Deputy Minister of Mines, Energy and Water Development
- In office 2015–2016

Member of the National Assembly for Chililabombwe
- In office 2016–2021
- Preceded by: Esther Banda
- Succeeded by: Paul Kabuswe

Member of the National Assembly for Wusakile
- In office 2011–2016
- Preceded by: Barnabas Chella
- Succeeded by: Pavyuma Kalobo

Personal details
- Born: 28 November 1970 (age 55)
- Party: Patriotic Front
- Profession: Teacher, miner, trade unionist

= Richard Musukwa =

Zambian politician

Richard Musukwa (born 28 November 1970) is a Zambian politician.

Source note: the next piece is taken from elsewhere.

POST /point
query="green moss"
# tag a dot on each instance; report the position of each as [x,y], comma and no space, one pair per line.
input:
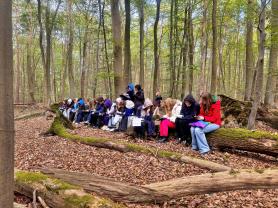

He served as Member of the National Assembly for Wusakile from 2011 to 2016 and for Chililabombwe from 2016 to 2021. He also served as Deputy Minister of Mines, Energy and Water Development from 2015 to 2016, and as Minister of Mines and Minerals Development from 2018 to 2021.

==Biography==
Prior to entering politics Musukwa worked as a teacher, miner and trade unionist.

He was chosen as Patriotic Front candidate for Wusakile for the 2011 general elections and was subsequently elected to the National Assembly with a 14,851-vote majority. In February 2015 he was appointed Deputy Minister of Mines, Energy and Water Development.

Prior to the 2016 general elections Musukwa was chosen as the Patriotic Front in Chililabombwe, and was re-elected to the National Assembly with a 6,159-vote majority. Following the elections he was appointed Chief Whip of the Patriotic Front government. In February 2018 he was made Minister of Mines and Minerals Development. He lost his seat in the 2021 general elections.